I had heard of Isabel Cañas’s The Hacienda as Rebecca by Daphne Du Maurier, but in Mexico. When I found that it wasn’t literally a Rebecca retelling in Mexico, I put it down because I expected Mrs. Danvers, not priests. This probably says more about me than the book. But I did intend to check it back out when my expectations calmed down.
(If I saw all the Mexican Gothic comparisons beforehand, I might have finished it the first time.)
This review shouldn’t be about either book, but it’s hard since that’s how it’s been hyped. While I certainly saw similarities with Rebecca and Mexican Gothic, The Hacienda really stands on its own and separately as a solid and straightforward ghost story.

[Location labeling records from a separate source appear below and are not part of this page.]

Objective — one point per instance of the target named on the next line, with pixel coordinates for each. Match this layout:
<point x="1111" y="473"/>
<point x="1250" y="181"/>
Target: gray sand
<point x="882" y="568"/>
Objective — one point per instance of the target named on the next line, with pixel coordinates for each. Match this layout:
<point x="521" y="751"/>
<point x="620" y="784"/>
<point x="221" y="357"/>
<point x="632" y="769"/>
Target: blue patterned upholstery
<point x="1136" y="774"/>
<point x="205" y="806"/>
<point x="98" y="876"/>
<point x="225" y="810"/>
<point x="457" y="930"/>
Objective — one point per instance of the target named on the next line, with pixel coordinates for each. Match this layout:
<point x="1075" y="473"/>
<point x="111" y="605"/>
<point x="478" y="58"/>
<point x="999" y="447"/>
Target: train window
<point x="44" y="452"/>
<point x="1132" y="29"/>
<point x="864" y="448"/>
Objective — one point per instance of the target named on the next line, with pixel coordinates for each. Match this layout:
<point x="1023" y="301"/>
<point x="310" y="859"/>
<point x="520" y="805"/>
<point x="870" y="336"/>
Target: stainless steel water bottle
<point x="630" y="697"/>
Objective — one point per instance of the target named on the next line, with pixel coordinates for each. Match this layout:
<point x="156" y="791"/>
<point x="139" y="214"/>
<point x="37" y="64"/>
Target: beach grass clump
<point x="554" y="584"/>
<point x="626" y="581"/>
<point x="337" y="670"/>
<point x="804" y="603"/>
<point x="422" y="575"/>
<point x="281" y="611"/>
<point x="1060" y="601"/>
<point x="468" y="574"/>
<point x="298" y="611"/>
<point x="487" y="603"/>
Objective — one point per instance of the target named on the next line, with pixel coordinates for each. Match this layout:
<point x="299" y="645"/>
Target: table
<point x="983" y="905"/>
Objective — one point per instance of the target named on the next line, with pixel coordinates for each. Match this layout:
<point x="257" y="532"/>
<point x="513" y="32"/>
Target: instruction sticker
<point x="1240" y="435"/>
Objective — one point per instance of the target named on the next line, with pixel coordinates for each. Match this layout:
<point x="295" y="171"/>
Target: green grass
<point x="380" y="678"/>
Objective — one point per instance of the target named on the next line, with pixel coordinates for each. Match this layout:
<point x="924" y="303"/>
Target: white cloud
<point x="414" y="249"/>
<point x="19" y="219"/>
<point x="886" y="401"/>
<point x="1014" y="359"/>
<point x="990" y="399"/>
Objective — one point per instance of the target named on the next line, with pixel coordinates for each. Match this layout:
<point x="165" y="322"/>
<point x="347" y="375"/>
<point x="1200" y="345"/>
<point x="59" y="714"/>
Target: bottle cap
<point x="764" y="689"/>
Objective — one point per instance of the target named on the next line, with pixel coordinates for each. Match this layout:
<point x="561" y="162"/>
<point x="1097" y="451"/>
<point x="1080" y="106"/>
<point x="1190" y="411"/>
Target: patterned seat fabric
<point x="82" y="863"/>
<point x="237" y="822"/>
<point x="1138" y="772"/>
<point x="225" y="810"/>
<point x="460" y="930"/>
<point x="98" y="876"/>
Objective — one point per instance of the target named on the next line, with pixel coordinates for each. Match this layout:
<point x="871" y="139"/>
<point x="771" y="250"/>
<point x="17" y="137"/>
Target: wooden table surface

After tragedy and insecurity, Beatriz enters a loveless but seemingly secure marriage so she and her mother can be okay. Beatriz is being perfectly reasonable for wanting her base Maslow’s needs met, and her mom is perfectly reasonable for rejecting the new son-in-law and seeing that Maslow’s unmentioned and anachronistic hierarchy is flawed.
Anyway, the house is haunted by Beatriz’s husband’s first wife (dead), Beatriz’s sister-in-law (Juana, alive), and the house itself (also alive). It’s not clear how much the three are splitting the haunting, but they’re all definitely participating. I suspect Juana did a decent amount of the haunting that was accredited to the first wife. But maybe not. Either way Beatriz befriends a local witch priest, Andrés, to fix up the house so her mother can move in. Chaos and death and priest smooching ensue; Beatriz escapes all three and leaves.
The supporting characters were the weakest part of the story. We saw too much or not enough of their backgrounds and motivations. I would have rather they be mysterious and looming OR nuanced and fleshed out characters. Instead they were bits of both and it felt unsatisfying. This goes for the husband, the SiL, and even Andrès, the secondary protagonist.
But that didn’t take away from my enjoyment. In the end, it’s a fun creepy haunted house story. The ghosts are threatening, but the living are more dangerous. The bad guys were vanquished and the good guys… well, they didn’t live happily ever after, but they survived.